Twenty years ago today (September 5th), my wife and I headed off on a quick weekend trip to celebrate her fortieth birthday. We had been married 15 months. At this point we still maintained two households, one a parsonage where I was serving a little church while finishing up seminary, and the other was her house in Austin, Texas. From Austin it was only about a 12 hour drive to a little town called Cuchara, Colorado. Not far out of Cuchara was a campground with each tent site secluded and nestled along a fast flowing and somewhat noisy creek. We loved it. We had camped there several times over the few years we had been in relationship.
We had gotten into the habit of taking a long weekend every once in a while to camp up there and this trip was to be the last before school started for me and our kids, as well as a quiet birthday get-away. Nothing was going to keep us from the camping and hiking and exploring we planned, not even the pain in Vicki’s back that had been pestering her for a couple of weeks.
She was a nurse so she understood what she needed to pay attention to and she had sought the opinion of an internist before going away. That doctor said it was probably just a bowel obstruction. Off we went.
While camping that weekend the pain would, at times, get rather intense; Vicki would take some meds for the pain, we’d relax for a while, and when the pain medication would kick in we would start hiking some new trail to discover a new vista, a new place to wonder at the beauty, or another quiet mountain meadow. On one such adventure we started hiking a trail that lead to the top of the West Peak of the Spanish Peaks, a summit of 14,236 feet. After a couple of hours of hiking we realized that we would never make it in time to get down before night fall; besides the “guide” at the trailhead recommended being back below tree line by three in the afternoon. It was to be our last day before heading back to Austin and Houston so we vowed that on our next trip we would start at 5:00 AM and hike to the top.
Upon returning home and to the start of classes and work, Vicki sought out a different doctor for another opinion. The laxatives had not aided in relieving the pain which was growing more intense. This doctor palpated her abdomen rather extensively and could feel a baseball size “knot.” As he examined her he found additional lymph nodes that were inflamed, and after several probing questions started to show some real concern.

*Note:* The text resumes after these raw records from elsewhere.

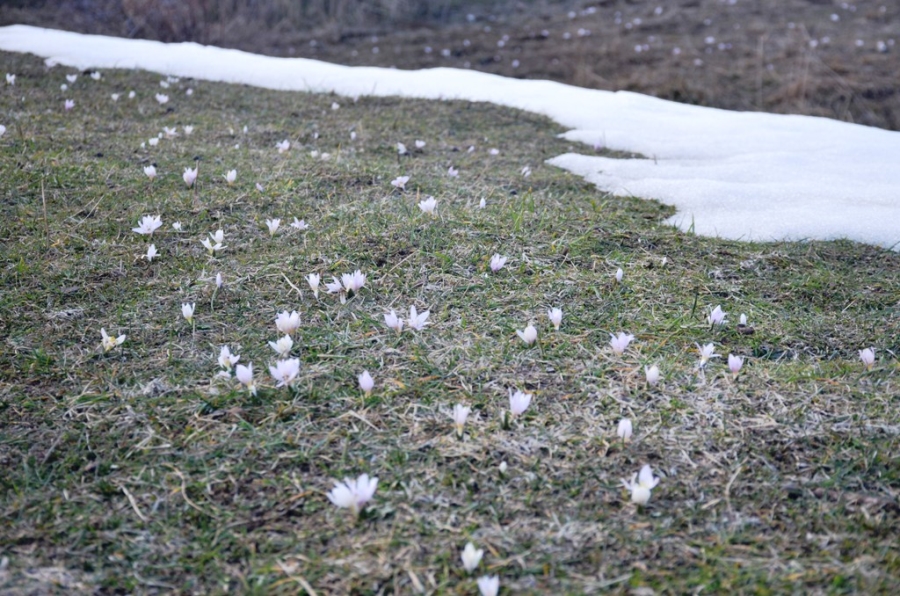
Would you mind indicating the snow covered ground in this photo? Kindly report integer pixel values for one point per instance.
(739, 175)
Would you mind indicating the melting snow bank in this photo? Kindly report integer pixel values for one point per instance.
(740, 175)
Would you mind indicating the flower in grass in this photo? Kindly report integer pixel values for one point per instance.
(867, 357)
(518, 402)
(285, 371)
(489, 585)
(190, 175)
(366, 382)
(244, 374)
(108, 342)
(619, 342)
(287, 322)
(283, 346)
(148, 224)
(640, 485)
(417, 321)
(528, 335)
(428, 205)
(353, 494)
(393, 321)
(471, 557)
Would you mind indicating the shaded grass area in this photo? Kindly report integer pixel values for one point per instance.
(140, 471)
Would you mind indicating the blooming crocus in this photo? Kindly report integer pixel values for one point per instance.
(489, 585)
(287, 322)
(353, 494)
(393, 321)
(190, 175)
(619, 342)
(868, 357)
(366, 382)
(285, 371)
(417, 321)
(528, 335)
(108, 342)
(471, 557)
(555, 316)
(283, 346)
(244, 374)
(148, 224)
(428, 205)
(716, 317)
(640, 485)
(518, 402)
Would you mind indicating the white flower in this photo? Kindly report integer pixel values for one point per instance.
(640, 485)
(471, 557)
(109, 342)
(286, 322)
(417, 321)
(518, 402)
(619, 342)
(353, 494)
(285, 371)
(528, 335)
(282, 346)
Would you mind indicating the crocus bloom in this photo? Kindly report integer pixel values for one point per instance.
(555, 316)
(619, 342)
(640, 485)
(189, 176)
(285, 371)
(353, 494)
(471, 557)
(528, 335)
(286, 322)
(518, 402)
(108, 342)
(366, 382)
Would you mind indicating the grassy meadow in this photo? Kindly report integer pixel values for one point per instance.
(142, 469)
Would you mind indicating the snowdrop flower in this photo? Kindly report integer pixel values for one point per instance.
(285, 371)
(428, 205)
(393, 321)
(286, 322)
(640, 485)
(471, 557)
(528, 335)
(244, 374)
(283, 346)
(108, 342)
(555, 316)
(148, 224)
(187, 311)
(716, 317)
(619, 342)
(518, 402)
(734, 364)
(417, 321)
(489, 585)
(366, 382)
(353, 494)
(190, 176)
(867, 357)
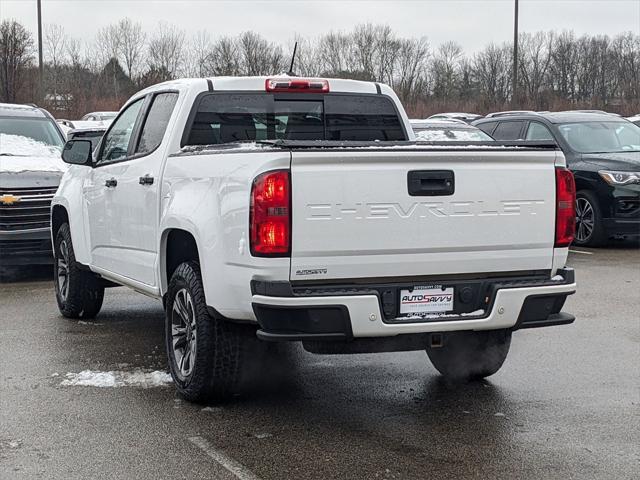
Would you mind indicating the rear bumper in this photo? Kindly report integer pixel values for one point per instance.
(629, 227)
(26, 247)
(360, 316)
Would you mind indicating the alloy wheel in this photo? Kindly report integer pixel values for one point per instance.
(585, 219)
(183, 333)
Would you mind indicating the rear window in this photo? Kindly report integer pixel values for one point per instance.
(508, 131)
(226, 118)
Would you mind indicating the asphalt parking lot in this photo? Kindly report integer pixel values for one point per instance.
(565, 405)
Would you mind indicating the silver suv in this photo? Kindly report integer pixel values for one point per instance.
(30, 171)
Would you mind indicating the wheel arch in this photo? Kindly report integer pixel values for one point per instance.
(177, 245)
(59, 216)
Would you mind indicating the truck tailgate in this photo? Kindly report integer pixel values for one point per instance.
(470, 212)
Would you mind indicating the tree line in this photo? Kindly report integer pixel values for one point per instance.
(557, 70)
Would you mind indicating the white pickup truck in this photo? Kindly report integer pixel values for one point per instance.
(290, 209)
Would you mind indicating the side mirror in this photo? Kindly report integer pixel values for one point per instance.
(77, 152)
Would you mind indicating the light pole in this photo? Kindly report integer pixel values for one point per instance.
(40, 63)
(514, 86)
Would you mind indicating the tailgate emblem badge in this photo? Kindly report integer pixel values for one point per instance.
(312, 271)
(9, 199)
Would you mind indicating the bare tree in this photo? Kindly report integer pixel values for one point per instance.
(412, 58)
(55, 47)
(258, 56)
(131, 42)
(333, 52)
(534, 63)
(199, 50)
(165, 51)
(16, 45)
(492, 73)
(445, 69)
(224, 59)
(107, 45)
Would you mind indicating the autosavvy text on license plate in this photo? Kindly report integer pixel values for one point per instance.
(432, 299)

I had just begun a night of reading theology textbooks when the phone rang.
“Richard, the doctor thinks I have lymphoma!” I had never even heard the word or encountered anyone who had that and my reaction was a vague, “What’s that?”

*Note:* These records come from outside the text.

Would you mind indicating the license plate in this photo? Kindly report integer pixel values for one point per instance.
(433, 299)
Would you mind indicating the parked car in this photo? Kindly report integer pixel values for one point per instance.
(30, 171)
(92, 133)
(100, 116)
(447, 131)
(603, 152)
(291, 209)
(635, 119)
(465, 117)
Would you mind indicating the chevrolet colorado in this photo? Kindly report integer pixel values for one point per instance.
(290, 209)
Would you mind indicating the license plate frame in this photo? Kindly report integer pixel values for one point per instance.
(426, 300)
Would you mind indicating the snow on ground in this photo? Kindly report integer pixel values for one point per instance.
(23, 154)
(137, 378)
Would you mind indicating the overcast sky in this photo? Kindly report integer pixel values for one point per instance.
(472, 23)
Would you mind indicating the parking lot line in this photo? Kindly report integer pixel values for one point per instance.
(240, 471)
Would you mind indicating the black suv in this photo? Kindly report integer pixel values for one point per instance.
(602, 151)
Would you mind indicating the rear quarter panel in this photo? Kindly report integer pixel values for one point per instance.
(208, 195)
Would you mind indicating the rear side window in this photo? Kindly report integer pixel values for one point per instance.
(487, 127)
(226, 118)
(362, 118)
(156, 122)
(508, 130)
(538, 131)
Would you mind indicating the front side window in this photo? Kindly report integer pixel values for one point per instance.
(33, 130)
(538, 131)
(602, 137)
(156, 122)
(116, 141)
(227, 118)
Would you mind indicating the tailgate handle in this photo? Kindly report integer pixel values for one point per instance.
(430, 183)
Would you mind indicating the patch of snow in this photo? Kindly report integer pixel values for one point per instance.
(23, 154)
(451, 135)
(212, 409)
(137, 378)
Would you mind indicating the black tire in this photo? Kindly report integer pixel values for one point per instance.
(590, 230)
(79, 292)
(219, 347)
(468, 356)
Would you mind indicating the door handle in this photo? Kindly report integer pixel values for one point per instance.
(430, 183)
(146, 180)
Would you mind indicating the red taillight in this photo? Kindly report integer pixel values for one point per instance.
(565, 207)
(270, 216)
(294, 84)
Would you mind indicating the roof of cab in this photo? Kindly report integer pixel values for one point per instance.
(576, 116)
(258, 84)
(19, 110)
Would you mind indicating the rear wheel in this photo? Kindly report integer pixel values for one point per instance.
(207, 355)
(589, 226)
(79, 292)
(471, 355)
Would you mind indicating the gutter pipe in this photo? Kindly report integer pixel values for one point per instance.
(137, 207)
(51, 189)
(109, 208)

“It’s cancer, I have cancer!” and the tears flowed. “I have an appointment for a biopsy in the morning.”
“I am on my way.” And in an hour I was out the door, having found someone who would come and stay with my three daughters.

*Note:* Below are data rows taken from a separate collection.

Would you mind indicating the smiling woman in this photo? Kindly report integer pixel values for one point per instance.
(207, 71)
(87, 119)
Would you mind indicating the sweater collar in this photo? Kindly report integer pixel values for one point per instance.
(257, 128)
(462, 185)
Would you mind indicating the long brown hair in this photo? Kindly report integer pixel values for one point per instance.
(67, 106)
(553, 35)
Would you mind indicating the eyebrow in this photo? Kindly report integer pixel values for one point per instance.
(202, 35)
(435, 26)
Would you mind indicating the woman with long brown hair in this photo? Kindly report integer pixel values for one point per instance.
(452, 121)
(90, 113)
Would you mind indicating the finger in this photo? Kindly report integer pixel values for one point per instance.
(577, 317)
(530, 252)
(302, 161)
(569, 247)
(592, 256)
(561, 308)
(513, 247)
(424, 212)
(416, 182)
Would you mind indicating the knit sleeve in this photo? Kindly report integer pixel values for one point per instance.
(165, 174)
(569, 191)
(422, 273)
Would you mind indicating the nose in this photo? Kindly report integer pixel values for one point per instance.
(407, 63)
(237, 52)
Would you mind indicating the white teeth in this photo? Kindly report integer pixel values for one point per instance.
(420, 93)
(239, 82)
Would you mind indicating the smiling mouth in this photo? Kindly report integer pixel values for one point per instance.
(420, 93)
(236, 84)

Our fifteen months of married life that had never quite left the “honeymoon” state changed. The next seventeen months were filled with doctors, hospitals, tests, waiting, experimental treatments, more waiting and finally hospice (as well as my final year of seminary, my ordination and the move to my first full time call).
The hiking boots she wore on the first hike up to the tree line hung on the door knob, on the IV pole, at the foot of her bed for the next 17 months . . . and served always as a reminder that one day we would hike that trail again. We did hike that trail, her children and I; we carried her ashes up that mountain and lofted them into the wind eighteen years ago.
9-5-54, 9-5-54, 9-5-54 repeated a thousand times at a thousand reception counters to more nurses, to radiation techs, to even more nurses as they would prep her for a procedure. “Birthdate?” each new medical professional would ask as they check their paper work. 9-5-54.
Sometimes life changes in a moment and while I do not long for things to be different today, I love where I am, my wife, the people I work with, the church I serve; I could not dream of a better place to be and I would not be here if she’d lived. Life happens that way. Celebrate the life you have. Celebrate each day as a gift.
Yeah, sometimes things creep up on us and change our lives forever.